Notre campagne se poursuivait cependant au milieu de difficultés sans cesse croissantes. Nous visitâmes vainement la côte méridionale des îles Salomon, nous pénétrâmes au cœur de ce dangereux labyrinthe que forme, à l’extrémité de la Nouvelle-Guinée, l’archipel de la Louisiade, et qui s’étend du cap de la Délivrance, découvert par Bougainville, au cap du Roi-Guillaume, découvert par Dampier, labyrinthe où nul ne s’était aventuré avant nous, où nul ne nous a suivis et ne nous suivra peut-être jamais. Nous explorâmes ainsi près de deux cents lieues de récifs. Que de fois, entraînés par la brise ou dominés par de violens courans, il nous fallut nous engager dans des canaux douteux, franchir des hauts-fonds qu’effleurait notre quille, ou chercher à tout hasard une issue entre deux brisans ! Nos corvettes rasaient de si près la côte, que la brise, en soufflant de terre, apportait jusqu’à bord les parfums les plus suaves. De chaque baie que nous traversions, nous voyions se détacher de nombreuses pirogues dont quelques-unes portaient jusqu’à vingt rameurs. Ces embarcations, se tenant toujours à distance, nous entouraient comme un essaim, non d’abeilles, mais de guêpes, car il était rare que les sauvages qui les montaient ne nous envoyassent pas comme adieux, après quelques insignifians échanges, une volée de leurs flèches ou une décharge de leurs frondes. Un de nos marins atteint d’une de ces flèches, sans doute empoisonnée, mourut, dans la nuit même, du tétanos. Quelquefois nous ripostions par un coup de fusil qui mettait en fuite tous ces misérables assaillans. Le plus souvent nous poursuivions notre route, dédaigneux de pareilles attaques, et gémissant de ne pouvoir rencontrer sur aucun point des êtres qui nous parussent dignes du nom d’hommes.

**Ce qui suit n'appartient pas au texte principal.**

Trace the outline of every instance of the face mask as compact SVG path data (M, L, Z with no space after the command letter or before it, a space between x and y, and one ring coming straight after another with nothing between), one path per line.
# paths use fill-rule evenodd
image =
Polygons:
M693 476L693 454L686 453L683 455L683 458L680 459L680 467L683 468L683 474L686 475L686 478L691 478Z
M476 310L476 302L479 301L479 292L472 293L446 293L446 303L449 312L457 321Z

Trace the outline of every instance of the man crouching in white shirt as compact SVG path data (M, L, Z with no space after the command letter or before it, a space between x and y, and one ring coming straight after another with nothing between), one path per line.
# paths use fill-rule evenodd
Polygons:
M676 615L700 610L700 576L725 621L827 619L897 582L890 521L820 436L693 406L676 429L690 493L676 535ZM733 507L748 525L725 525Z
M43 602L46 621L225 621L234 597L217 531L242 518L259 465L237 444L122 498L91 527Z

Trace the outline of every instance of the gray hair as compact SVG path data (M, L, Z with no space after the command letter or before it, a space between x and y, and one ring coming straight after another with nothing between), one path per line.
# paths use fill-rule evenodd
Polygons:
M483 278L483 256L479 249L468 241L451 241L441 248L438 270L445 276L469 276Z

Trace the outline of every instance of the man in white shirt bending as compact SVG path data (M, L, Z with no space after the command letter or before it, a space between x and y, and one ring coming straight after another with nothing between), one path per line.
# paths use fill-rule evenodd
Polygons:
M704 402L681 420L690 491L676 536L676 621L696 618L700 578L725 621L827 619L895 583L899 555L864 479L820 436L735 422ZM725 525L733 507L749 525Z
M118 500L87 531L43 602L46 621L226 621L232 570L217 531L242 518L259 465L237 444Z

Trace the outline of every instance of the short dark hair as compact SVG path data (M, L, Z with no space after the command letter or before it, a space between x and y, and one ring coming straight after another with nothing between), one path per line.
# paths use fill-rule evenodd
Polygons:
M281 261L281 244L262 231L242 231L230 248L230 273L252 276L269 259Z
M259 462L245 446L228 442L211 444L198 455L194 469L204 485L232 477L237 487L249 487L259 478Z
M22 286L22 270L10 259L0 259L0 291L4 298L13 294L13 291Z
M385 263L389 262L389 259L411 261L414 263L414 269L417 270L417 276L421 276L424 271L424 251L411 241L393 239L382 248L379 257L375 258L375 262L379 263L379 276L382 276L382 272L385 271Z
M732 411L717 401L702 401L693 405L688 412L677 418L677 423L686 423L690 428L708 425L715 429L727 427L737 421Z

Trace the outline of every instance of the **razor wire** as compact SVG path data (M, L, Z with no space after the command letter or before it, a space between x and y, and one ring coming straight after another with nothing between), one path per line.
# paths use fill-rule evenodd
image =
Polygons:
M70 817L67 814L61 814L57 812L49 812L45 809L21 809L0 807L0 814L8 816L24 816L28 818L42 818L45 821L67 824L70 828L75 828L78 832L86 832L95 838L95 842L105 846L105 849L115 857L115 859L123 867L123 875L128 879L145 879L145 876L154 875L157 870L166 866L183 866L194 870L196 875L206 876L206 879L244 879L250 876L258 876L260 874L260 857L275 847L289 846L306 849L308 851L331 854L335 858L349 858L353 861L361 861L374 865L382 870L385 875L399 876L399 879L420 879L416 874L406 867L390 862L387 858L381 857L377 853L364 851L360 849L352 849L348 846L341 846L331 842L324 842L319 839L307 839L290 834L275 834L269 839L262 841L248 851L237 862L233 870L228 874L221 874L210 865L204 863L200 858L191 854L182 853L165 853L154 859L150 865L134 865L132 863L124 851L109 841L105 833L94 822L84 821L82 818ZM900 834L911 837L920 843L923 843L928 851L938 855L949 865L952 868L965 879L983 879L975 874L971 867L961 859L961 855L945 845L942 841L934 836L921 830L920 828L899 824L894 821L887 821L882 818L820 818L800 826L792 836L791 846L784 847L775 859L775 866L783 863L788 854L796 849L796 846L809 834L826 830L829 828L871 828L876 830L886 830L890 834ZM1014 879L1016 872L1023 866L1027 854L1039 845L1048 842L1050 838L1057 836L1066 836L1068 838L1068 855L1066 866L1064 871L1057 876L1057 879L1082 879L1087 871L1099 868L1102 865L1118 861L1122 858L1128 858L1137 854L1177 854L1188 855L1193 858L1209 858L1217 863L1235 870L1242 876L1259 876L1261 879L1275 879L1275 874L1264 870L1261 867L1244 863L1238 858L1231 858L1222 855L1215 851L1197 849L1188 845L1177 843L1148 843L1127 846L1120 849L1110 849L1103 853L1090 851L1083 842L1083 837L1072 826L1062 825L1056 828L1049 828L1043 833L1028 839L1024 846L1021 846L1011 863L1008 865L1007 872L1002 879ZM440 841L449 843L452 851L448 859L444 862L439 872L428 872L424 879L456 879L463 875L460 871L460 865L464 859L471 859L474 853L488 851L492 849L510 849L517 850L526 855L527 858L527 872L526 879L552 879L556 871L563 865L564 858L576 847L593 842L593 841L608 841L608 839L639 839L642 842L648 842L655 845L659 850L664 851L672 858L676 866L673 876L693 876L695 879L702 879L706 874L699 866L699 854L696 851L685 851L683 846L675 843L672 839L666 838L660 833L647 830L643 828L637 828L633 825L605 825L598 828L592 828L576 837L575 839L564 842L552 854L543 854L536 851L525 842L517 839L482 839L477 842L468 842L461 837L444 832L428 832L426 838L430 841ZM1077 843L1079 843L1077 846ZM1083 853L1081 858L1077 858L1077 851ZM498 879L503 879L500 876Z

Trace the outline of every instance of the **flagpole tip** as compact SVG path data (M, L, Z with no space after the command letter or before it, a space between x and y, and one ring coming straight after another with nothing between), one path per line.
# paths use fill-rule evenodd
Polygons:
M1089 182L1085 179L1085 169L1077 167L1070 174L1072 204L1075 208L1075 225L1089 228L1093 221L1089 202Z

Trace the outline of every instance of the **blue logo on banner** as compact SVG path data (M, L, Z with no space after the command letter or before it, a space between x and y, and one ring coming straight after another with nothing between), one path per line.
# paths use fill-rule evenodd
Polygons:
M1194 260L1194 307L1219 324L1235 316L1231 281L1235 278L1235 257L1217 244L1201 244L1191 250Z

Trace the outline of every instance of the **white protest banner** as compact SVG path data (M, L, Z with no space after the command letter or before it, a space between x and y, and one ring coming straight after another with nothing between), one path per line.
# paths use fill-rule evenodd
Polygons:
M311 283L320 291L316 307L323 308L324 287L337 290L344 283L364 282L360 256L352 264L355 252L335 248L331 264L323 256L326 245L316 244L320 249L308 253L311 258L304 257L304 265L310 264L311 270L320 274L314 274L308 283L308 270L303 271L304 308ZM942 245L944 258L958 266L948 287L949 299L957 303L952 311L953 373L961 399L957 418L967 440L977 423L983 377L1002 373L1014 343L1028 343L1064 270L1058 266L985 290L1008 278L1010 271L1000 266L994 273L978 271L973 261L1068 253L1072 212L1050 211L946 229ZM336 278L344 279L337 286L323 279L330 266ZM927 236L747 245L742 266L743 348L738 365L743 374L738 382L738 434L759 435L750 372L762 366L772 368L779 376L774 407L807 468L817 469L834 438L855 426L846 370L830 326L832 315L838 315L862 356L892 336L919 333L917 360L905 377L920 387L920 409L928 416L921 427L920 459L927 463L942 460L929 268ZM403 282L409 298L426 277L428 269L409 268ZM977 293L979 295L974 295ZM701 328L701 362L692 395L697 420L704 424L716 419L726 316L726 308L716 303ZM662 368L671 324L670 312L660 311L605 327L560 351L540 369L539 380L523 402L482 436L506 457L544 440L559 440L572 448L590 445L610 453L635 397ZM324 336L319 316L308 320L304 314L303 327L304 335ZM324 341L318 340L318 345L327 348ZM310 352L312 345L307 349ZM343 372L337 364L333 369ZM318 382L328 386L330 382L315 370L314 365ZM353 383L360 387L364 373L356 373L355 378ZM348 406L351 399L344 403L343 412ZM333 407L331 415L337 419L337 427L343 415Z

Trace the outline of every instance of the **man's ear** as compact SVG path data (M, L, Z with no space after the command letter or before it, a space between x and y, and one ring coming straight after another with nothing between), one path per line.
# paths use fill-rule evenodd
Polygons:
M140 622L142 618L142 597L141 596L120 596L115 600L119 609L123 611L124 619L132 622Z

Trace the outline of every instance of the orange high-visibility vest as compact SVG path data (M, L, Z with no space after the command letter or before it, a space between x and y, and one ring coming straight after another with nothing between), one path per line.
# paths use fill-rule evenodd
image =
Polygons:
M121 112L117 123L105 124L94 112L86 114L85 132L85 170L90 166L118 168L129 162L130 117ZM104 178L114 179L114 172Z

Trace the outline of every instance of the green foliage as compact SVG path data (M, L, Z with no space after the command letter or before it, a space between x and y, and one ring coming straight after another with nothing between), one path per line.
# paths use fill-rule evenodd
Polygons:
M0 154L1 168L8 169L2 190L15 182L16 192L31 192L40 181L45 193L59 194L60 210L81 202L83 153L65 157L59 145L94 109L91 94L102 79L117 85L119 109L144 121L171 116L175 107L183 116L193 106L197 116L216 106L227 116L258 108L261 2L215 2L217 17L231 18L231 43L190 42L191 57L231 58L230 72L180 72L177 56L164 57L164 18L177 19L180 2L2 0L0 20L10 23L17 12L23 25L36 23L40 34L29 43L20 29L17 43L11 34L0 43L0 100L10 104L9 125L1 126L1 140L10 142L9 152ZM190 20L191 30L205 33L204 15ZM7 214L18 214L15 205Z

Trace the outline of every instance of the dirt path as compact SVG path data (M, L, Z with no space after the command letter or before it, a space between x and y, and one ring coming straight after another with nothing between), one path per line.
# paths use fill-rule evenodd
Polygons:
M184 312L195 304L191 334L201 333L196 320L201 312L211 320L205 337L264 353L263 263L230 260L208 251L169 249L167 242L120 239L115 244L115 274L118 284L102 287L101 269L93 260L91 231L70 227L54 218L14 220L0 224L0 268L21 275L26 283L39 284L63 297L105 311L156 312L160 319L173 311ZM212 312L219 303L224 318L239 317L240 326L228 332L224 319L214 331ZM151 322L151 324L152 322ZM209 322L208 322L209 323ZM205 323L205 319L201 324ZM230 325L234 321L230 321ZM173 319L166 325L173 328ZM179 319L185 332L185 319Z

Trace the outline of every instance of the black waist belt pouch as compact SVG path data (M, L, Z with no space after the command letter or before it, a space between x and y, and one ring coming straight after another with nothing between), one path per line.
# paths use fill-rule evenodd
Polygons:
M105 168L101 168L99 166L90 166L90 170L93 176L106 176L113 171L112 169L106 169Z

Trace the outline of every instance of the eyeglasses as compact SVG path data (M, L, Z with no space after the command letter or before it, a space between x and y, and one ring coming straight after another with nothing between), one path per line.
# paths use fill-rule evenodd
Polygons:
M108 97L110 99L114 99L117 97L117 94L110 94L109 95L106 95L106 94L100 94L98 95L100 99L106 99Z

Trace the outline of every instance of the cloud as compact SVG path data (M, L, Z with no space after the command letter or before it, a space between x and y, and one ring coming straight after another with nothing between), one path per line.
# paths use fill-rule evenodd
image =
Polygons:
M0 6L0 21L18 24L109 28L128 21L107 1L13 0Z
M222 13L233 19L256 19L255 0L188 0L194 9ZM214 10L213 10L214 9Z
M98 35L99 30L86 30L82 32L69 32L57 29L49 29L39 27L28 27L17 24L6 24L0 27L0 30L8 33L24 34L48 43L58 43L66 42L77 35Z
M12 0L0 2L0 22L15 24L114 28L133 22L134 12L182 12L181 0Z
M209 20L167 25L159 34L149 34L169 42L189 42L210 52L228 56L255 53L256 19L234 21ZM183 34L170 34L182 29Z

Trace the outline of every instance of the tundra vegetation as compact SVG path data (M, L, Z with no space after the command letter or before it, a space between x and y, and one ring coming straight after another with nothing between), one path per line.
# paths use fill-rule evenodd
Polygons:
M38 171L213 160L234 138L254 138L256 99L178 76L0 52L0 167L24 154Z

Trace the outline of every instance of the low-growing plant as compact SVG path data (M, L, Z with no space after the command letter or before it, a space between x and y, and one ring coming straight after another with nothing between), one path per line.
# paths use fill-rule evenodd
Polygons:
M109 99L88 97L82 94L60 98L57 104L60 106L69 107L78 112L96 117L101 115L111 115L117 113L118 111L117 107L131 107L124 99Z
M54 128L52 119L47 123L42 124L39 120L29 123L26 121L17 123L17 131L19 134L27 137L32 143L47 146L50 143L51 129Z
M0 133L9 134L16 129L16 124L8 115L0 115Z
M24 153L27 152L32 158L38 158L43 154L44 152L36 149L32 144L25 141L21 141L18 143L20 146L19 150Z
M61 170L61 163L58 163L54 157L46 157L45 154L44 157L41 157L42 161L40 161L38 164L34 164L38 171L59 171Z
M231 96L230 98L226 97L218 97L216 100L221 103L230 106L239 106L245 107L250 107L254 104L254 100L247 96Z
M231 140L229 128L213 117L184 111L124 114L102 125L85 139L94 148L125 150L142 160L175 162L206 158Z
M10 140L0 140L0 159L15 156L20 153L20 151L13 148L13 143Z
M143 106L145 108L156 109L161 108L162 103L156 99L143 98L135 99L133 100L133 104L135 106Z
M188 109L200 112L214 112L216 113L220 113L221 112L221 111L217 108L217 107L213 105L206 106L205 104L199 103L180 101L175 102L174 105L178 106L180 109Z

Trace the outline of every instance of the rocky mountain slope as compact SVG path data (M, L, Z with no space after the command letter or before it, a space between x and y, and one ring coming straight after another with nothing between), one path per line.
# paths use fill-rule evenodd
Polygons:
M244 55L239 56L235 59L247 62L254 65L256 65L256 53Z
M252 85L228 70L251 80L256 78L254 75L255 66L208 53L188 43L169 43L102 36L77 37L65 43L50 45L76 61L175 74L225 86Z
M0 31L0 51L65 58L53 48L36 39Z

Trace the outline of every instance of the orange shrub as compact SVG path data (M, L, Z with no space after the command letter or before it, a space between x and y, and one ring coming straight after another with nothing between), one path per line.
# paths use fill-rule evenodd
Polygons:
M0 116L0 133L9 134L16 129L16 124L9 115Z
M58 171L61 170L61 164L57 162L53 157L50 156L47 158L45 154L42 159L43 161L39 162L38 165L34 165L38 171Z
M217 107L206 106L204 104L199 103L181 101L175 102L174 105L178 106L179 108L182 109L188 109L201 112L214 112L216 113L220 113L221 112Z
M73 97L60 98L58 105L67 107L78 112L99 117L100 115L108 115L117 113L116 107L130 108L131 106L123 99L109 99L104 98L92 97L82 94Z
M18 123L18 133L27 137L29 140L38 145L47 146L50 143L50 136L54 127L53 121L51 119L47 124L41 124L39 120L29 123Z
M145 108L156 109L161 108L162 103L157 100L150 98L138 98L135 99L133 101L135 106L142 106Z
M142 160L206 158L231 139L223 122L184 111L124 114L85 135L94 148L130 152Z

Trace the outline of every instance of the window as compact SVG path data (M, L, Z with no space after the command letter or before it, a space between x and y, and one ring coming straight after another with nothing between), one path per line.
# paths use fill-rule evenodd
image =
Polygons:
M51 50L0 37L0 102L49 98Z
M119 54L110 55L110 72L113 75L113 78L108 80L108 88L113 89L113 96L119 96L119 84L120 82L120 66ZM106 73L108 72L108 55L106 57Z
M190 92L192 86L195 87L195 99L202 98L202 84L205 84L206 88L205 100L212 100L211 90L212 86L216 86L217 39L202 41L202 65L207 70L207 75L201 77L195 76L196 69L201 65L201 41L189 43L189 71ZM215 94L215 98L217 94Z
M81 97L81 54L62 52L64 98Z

Les pluies abondantes qui nous avaient assaillis depuis notre atterrage sur les îles Salomon avaient répandu à bord de nos bâtimens une humidité qui seule eût suffi pour disposer les équipages au scorbut. Une relâche était devenue indispensable, mais il fallait que cette relâche eût lieu dans un pays qui nous offrît quelques ressources pour réparer nos forces épuisées, et qui nous permît aussi de renouveler nos vivres de campagne. Des cocos, des ignames et des bananes pouvaient bien apporter quelque soulagement à nos misères : ce n’étaient pas là les provisions qui pouvaient nous permettre de continuer notre voyage et d’accomplir de longues traversées.